Señor Cubas,[1] in a paper, Ruinas de la Antigua Tollan, published in 1874, gives a list of the antiquities discovered near Tula, and lithographed figures of the most prominent sculptures, which included a "zodiac" and a "hieroglyph," now seen in the lintel of the principal entrance to the great church. In the Plaza are some great stones, taken from the ruins of the Toltec city. There are three colossal sculptures, perhaps of Caryatides, standing erect, and another lying down; this last is in two pieces, and was formerly united by tenon and mortise, even as I found the adornments on the palace at Uxmal. Near the office of the railroad superintendent is a great stone ring, like those found in the ruins of Chichen-Itza. At the door of the cathedral is a beautiful baptismal font,—at least, that is its use now,—taken from these same Toltec ruins. Doubtless, nearly all the buildings here were made from stone taken from the Toltec city, as you may find sculptured stones used for the pavement of courts, inserted into walls, etc.

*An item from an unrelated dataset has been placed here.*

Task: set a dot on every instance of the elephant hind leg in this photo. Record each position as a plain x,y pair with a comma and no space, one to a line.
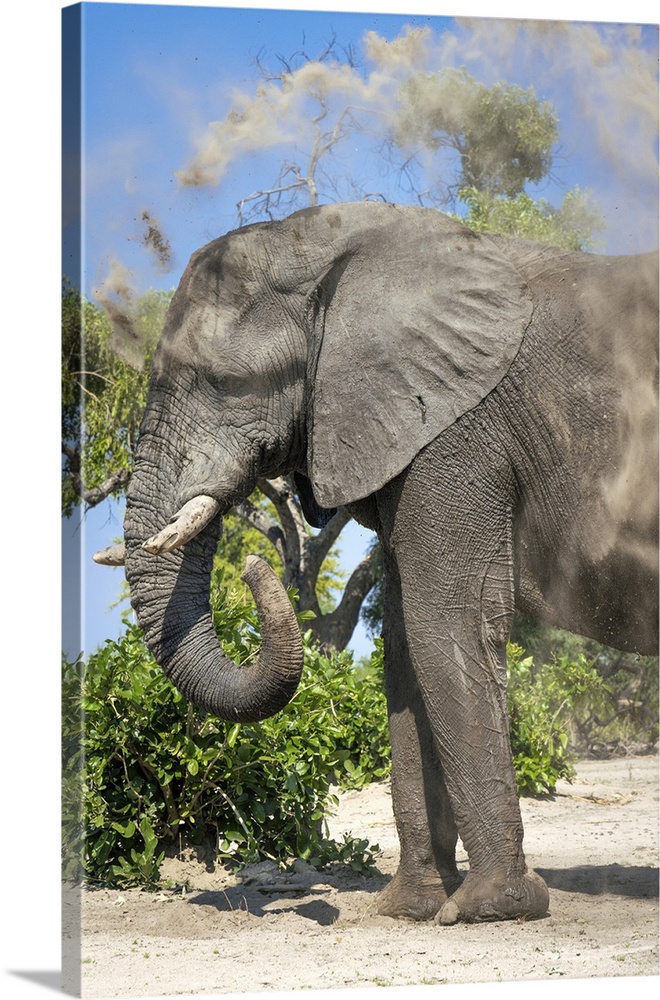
427,873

I have thus roughly sketched the old city at which the great railroad arrived in April, 1881. Let tourists and archæologists visit it, now that they can do so with little fatigue. It does not need a more prophetic eye than belongs to ordinary man to discern the result of the opening of a country so rich in mineral and archaeological wealth. For a thousand years man has lived in this country,—a thousand that are chronicled,—and no one knows how many previously. The works of his hands lie scattered throughout valley and plain, crest many a hill, and adorn many a secluded vale. The time is coming when these buried cities shall again see the light. The time has come when it is possible to reach many hitherto hidden from

  1. The same author gives a table showing the Indian towns and the languages spoken, and by this we see that the Otomi predominates, one in which some philologists have asserted there is an analogy with the Chinese. The Otomies constituted the most ancient population of Anahuac, and were expelled from Tollan on the arrival of the Toltecs.